I started packing at 5:30 and hiked out before 7. It wasn’t a particularly windy morning, but my good choice of campsite also protected my stuff from a frosting that everything else in the valley received. Nothing in my campsite had the slightest frost.
After descending to the trail beside the creek, I followed it down into the ever thickening forest at the lower elevations. At some point, there was no space for the trail to run beside the creek anymore, and it turned up the hill and into the middle of the forest. Soon the struggle began.
What I mean is that the next 3 or 4 miles had so many blowdowns, it took me five hours before I was reasonably out of the thick of it.
When the blowdowns first got so thick as to hide the trail, I just kept climbing higher, keeping close to a rock face far up the hill where fewer trees grew and therefore fewer trees fell. Eventually, I had to descend straight down a ravine back to where the trail was. There were a couple of snack breaks in here, as even when I could follow the trail again, I still had to leave it often to work my way around large piles of blowdowns. I used up all my water in the couple of hours I spent here.
When I finally rejoined the CDT, I immediately arrived at a creek where I had to take a long break to filter some water. When I left again, I made the mistake of trying to generally follow the trail. This was not even close to possible, and I ended up just climbing over the rocky tops of every minor hill that stood adjacent to the trail until forced to descend into the narrow, muddy, and grassy meadows between them. The descent was inevitably a slow careful picking over more piles of blowdowns. When I found an open area with some sunshine and a respite from the blowdowns, I stopped for lunch for an hour, then descended into the mess again.
Eventually, I found a clear piece of trail up the first part of the biggest mandatory climb of the day. It carried me with some speed straight up to an overlook of Little Sandy Lake, then was immediately lost in another even bigger pile of blowdowns, the most technical maze yet. There was no going around this mess. The only way out was directly over the top of it, then much zigging and zagging around what was left near the top of the hill before regaining the trail.
The descent on the other side let up somewhat on the punishment. Most of the blowdowns could be avoided by ducking under or going around. It was 3pm or so, when I met some nobos climbing the hills with their dogs, who had apparently walked all the way from New Mexico and didn’t seem much worse for the wear. They told me the blowdowns cleared up after a mile or so. I told them to just go down to the lake and walk the shore around rather than to try to follow the official trail like I had.
Once I left the wilderness area, things got much better. Chainsaws were allowed here, which meant most of the blowdowns had been cut. There were some blocked sections I had to go around still intermittently after passing Sweetwater Trailhead, but the whole section was clearly just a pointless bit of connecting trail built to get the trail off the road it had once followed, so I just decided to take the road down to the campground.
There was a huge group of young amateur backpackers in the campground just hanging out in the green space near some SUVs. Teens or college kids, I think, and there weren’t enough vehicles there for all of them, so I guess they had been dropped off there. Anyway, they were playing Frisbee when I arrived, and when I finally identified a few campsite where I could cook dinner at a picnic table, they had gathered into a circle for some sort of briefing then hiked out to a nearby hike-in tent site.
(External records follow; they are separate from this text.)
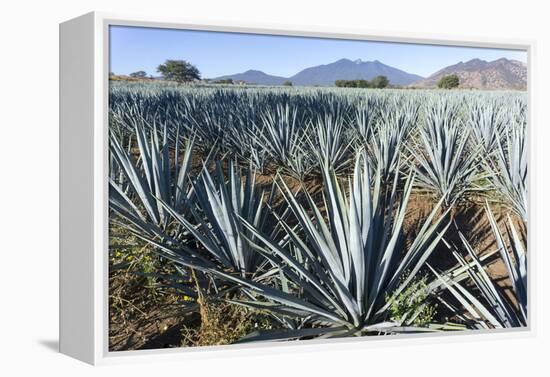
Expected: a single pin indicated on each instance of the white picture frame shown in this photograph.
(84, 47)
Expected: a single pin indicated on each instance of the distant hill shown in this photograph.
(327, 74)
(345, 69)
(480, 74)
(254, 77)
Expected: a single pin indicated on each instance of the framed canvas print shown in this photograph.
(233, 188)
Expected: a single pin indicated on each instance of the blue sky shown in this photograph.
(216, 54)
The campground was a godsend. There was a brilliant creek right there to provide water for dinner. There was a huge trash dumpster next to the privy so I could free up space in my bear can and save some weight. And the convenience of a picnic table for cooking and eating can’t be overstated. There were also fire rings in every campsite, and the ones I passed hiking out were surrounded with immense piles of freshly cut firewood.
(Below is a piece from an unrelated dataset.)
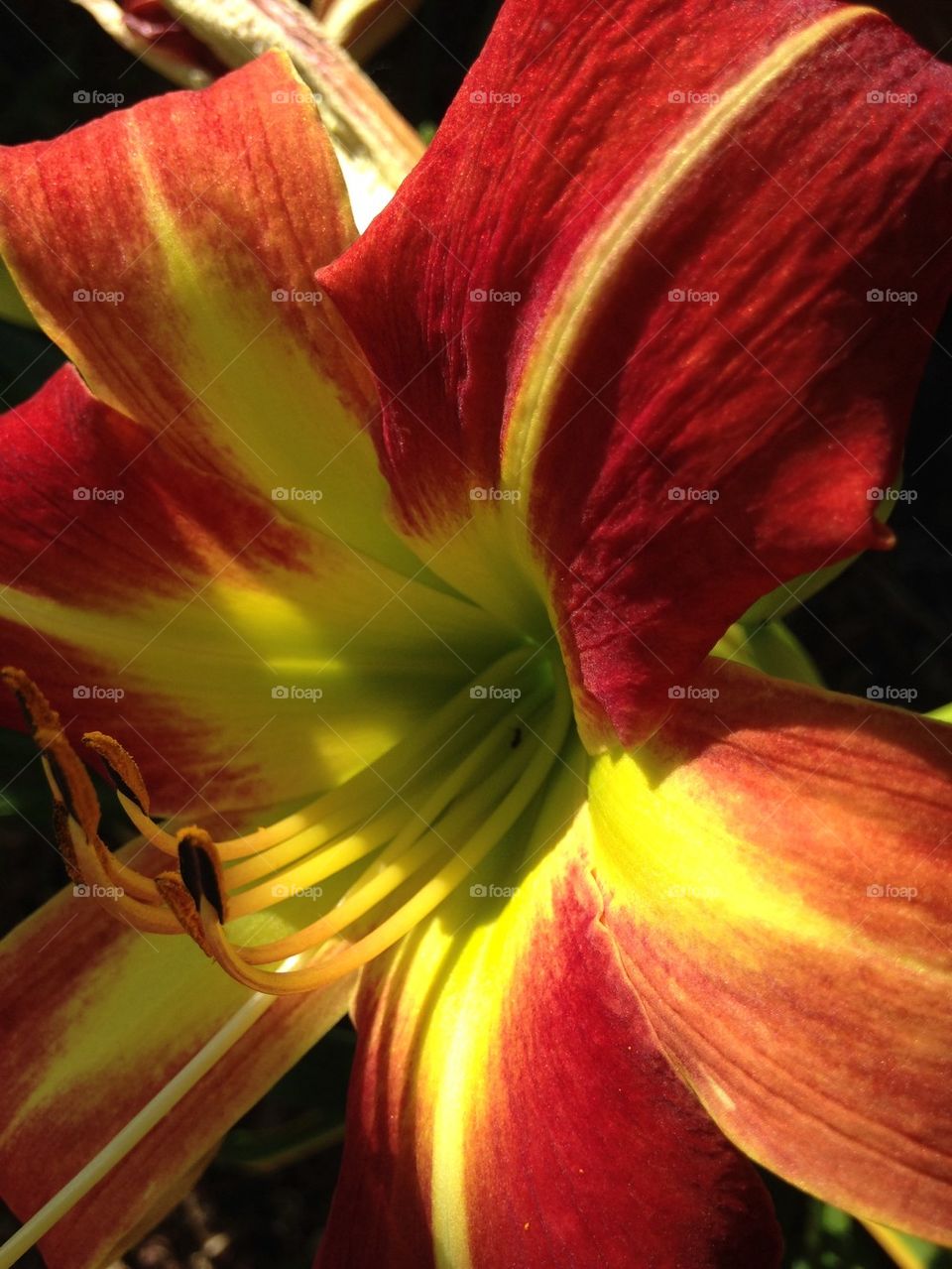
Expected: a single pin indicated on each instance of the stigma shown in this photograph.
(393, 841)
After working my way across the creek to the CDT on a log jam, I had nothing but easy hiking the rest of the evening. Even though it was rolling hills with some steady climbing at times, there were no more blowdowns, so I could do in two hours the kind of distance that took five hours in the middle of the day.
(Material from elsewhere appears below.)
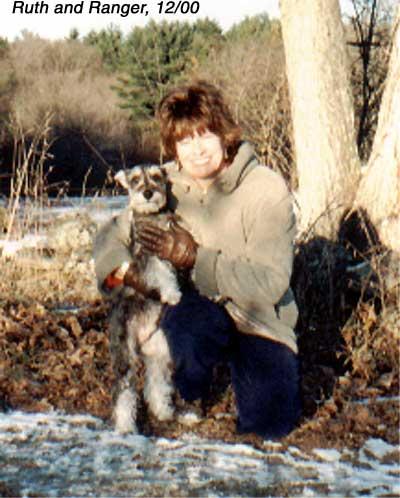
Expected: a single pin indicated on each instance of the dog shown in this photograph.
(135, 320)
I could clearly watch the sun set, and once the light started fading, I started seeking a campsite. It was not an easy task, nor was it fun given the low light and my sore feet. If there was land that was level enough, it was usually covered with boulders or sagebrush or more blowdowns, or located directly under some already broken and precariously perched widowmakers. Finally, later than I wanted to stop, I found a rocky hilltop with a clear, flat, sandy spot just large enough for a tent in between the rock slabs. For various reasons, it still took another hour to get to bed and yet another to get to sleep. A long day and my latest night on the trail yet.
Trail miles: 17.1
Distance to Lander: 15.7 miles
One reply on “Day 113: Between Wildcat Butte and Clear Creek”
What a mess! Now I know why you were so worn out when you finally got to us.